Nita Kamakea, personal fitness instructor at Ke Ola Mamo, the Native Hawaiian healthcare system, lives and works in the Wai'anae Coast community. She has lived in Nanakuli for 20-plus years and works toward health and wellness improvement for Hawaiians of all walks of life, including some homeless.
Kamakea said the cleanup is a good step, one that's "overdue" for the community.
But she said there are no easy answers to a longer-term fix for the parks. She said it's more than a budget issue.
From the government, the community needs some commitment of continuing care, she said. "We need maintenance — not just come, fix and go away.
And the community needs to make a commitment to helping. She said she paddles canoe and each year her organization helps sponsor a Father's Day canoe regatta, which she calls "one of the best" in many ways, serving up such treats as home-cooked food and shave ice and a big family-style event.
Despite the effort, Kamakea said she is embarrassed by the restrooms at Nanakuli Beach Park. "The restrooms are pilau, very dirty," she said.

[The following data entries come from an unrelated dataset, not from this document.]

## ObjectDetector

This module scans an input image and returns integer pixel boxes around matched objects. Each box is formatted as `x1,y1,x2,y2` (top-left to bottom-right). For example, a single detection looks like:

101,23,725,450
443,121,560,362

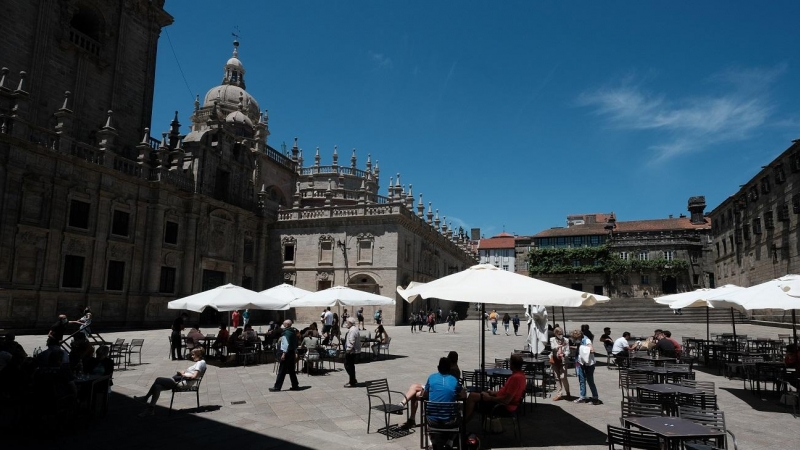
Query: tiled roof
533,217,711,238
478,236,514,250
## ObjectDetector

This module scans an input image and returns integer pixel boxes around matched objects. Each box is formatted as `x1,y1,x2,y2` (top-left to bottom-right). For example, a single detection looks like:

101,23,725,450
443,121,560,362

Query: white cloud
369,51,394,69
578,65,786,162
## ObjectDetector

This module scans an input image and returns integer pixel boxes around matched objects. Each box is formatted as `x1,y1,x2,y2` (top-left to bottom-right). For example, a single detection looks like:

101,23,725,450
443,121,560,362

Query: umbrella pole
478,303,486,384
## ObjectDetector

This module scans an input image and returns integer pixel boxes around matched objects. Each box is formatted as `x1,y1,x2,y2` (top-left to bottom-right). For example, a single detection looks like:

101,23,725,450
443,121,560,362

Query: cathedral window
61,255,86,289
68,200,91,230
164,221,178,245
158,266,177,294
106,261,125,291
111,209,131,237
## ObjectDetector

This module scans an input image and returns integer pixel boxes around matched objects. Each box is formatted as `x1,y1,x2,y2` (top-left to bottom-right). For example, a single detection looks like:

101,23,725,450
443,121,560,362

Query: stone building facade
530,197,715,298
710,140,800,320
0,0,474,328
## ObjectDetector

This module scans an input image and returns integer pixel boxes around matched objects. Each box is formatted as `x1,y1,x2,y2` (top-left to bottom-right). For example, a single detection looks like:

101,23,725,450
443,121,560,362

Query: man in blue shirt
402,358,463,429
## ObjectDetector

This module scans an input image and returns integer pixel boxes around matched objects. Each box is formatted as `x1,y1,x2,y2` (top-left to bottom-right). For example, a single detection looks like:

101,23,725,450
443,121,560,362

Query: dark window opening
111,210,131,236
158,267,177,294
164,221,178,245
61,255,86,288
69,200,91,230
106,261,125,291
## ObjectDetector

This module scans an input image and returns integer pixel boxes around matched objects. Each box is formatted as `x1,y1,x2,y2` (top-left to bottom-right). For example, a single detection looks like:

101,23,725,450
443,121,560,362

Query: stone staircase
468,298,750,323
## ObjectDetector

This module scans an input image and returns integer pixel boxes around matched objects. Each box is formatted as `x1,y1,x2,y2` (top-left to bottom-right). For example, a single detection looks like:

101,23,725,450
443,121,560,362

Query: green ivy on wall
528,245,689,279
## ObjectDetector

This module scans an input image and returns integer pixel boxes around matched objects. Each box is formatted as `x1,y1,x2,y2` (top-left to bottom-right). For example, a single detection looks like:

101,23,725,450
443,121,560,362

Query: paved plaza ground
2,321,800,450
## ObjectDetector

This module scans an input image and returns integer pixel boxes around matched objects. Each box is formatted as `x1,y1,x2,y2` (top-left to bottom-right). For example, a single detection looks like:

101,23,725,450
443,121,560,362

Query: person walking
550,327,570,401
503,313,511,336
269,319,300,392
511,314,519,336
571,330,603,405
344,317,361,388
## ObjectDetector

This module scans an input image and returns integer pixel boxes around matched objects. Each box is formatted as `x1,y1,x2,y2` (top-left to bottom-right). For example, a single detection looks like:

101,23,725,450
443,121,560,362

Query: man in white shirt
344,317,361,387
611,331,636,365
322,306,333,336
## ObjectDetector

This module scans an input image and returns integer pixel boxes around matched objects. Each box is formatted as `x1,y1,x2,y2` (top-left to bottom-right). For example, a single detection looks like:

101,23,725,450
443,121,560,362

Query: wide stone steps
468,298,750,323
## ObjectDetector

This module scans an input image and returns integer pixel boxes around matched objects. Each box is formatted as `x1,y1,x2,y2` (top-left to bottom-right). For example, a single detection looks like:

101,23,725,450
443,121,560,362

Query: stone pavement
7,321,800,450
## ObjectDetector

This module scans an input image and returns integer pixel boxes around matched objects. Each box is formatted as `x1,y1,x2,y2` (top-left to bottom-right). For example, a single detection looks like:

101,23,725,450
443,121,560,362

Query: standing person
447,311,458,334
69,306,92,337
169,313,189,361
511,314,519,336
47,314,69,343
550,328,570,402
356,306,367,330
134,348,207,417
269,319,300,392
344,317,361,387
489,309,497,334
572,330,603,405
322,306,333,338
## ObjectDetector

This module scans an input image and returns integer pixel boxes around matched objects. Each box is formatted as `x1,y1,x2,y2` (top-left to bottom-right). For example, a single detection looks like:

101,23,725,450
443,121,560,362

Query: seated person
186,324,206,351
600,327,614,355
372,325,391,356
211,323,231,358
134,347,206,417
655,331,675,358
401,358,462,429
465,355,527,423
664,330,683,354
447,351,461,380
611,331,636,366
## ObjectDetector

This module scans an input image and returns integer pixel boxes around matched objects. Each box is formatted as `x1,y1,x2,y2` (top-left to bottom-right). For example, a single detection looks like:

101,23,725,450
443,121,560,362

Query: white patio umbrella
397,264,610,370
709,275,800,342
289,286,394,308
653,284,744,340
167,284,288,312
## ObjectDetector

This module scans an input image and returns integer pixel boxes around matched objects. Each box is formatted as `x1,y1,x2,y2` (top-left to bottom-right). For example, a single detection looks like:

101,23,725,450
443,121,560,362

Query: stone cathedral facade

In the past, they've seen cleanups and fix-ups ruined by people who tear down what's been fixed, breaking fixtures and emptying supplies. "How do we stop that vicious vandalism?" she asked.
PUBLIC INITIATIVE URGED
Hannemann is encouraging the community, church groups and citizen patrols to help take on this part of the issue.
If private groups and the community take some responsibility, it helps the community, Brennan said, and "it helps stretch the taxpayer dollar."
Joseph Galvan, 56, said he lives on the beach because he can't afford a house on the $1,000 a month he earns. He said open-heart surgery and other medical issues forced him to retire.
Galvan said building more affordable housing is part of the long-term solution. "We're doing what we can do to stay alive," he said.
He lives a short distance from Joe Menke, who shares his tent with his four children, ranging in age from 2 to 9. Menke said he has been on the beach for three months, since he got kicked out of his house in Waipahu.
He said losing the house also cost him a job cleaning at Ala Moana because he couldn't easily commute to town from the coast. "I'm not working now," Menke said. "I'm waiting to go to the shelter," he said, hoping the state will offer him a chance to get back to a more normal life for his family.
City parks worker Alvin Adams nods his head in appreciation of the work done last week to clear the brush and trash from Tracks Beach Park, revealing a spectacular view of the ocean. "It looks real nice," he said.
Adams hopes the government will help find working solutions. He lives nearby and grew up in the area, so he understands some of their frustrations. "We're all born and raised here," he said.